204. Hikmet

 
"Ey Ahmed, ey kulum" demiş Sübhan İzim,
Vardır onun şerbetleri sayısız çeşit.
Aşık kullar içsin dedi onu Mevlam,
Aşık olup o şerbetten içesim gelir.

Gece-gündüz işbu candan aşık olmaz,
Aşıkların gözde yaşı asla dinmez.
Can esirgese güzel yola girse olmaz,
Candan geçip cananeye varasım gelir.

Himmet kemerin merdanlar gibi bele bağlayıp,
Mansur gibi candan geçip darağacında oynayıp.
Aşıklar gibi sohbet içre kanlar ağlayıp,
Sübhan İzim dergâhına varasım gelir.

Laftan geçmeden hal dilini bilse olmaz,
Muhabbetin şarabından içse olmaz.
Marifetin pazarına girse olmaz,
Laftan geçip bostan içre giresim gelir.

Aşık olmadan vefa neyini çalsa olmaz,
Hazır olmadan Hak zikrini söylese olmaz.
Çeng ve rebab sazlarını düzenlese olmaz,
Sözünü dizip hamd u senâ söyleyesim gelir.

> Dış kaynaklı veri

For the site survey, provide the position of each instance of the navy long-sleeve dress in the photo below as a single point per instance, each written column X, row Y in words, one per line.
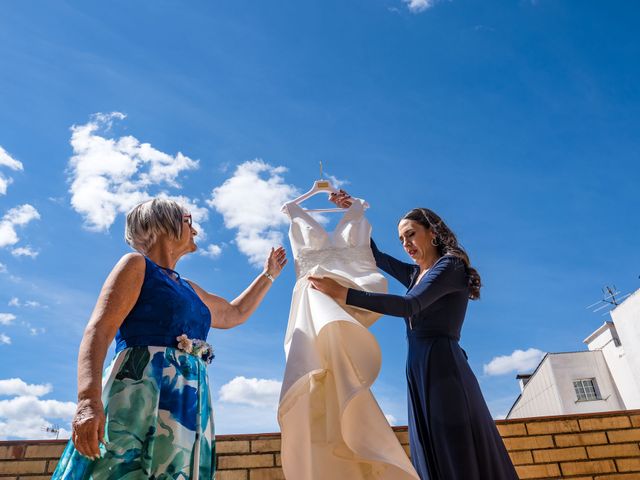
column 451, row 433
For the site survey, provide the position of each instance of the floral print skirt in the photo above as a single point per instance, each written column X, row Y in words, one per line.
column 159, row 422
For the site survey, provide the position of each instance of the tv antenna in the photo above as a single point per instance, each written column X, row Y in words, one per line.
column 51, row 429
column 611, row 298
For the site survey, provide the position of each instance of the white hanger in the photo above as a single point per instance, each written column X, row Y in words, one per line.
column 319, row 186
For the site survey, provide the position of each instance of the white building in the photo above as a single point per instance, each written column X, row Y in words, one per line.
column 605, row 377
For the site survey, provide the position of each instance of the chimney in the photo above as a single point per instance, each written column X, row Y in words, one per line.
column 523, row 379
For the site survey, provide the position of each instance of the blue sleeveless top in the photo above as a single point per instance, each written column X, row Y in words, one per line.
column 166, row 308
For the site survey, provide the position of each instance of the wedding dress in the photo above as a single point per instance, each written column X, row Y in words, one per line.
column 332, row 427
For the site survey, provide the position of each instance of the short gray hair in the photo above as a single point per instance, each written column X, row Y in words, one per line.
column 151, row 219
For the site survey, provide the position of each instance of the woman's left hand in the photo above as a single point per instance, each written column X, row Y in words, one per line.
column 329, row 287
column 275, row 262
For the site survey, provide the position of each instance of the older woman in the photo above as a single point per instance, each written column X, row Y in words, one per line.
column 150, row 416
column 451, row 433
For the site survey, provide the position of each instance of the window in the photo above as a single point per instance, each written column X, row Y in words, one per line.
column 586, row 390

Sedef benzeri aşk makamında cevherlerin,
Mü’min kula yakındır rahmetlerin,
Aşık kula rahattır zahmetlerin,
Mihnet çekip, Hocam, sana varasım gelir.

Aşıkları her köşede kavga kılar,
Katre-katre gözyaşını derya kılar,
O deryada aşk cevheri sayısızdır,
Dalgıç olup o cevherden alasım gelir.

Kul Hoca Ahmed, uzun geceler uyanık ol,
Cahillerden daima uzak kaça gör,
Gözyaşını sarı yüze saça gör,
Yaşımı saçıp hamd ve senâ söyleyesim gelir.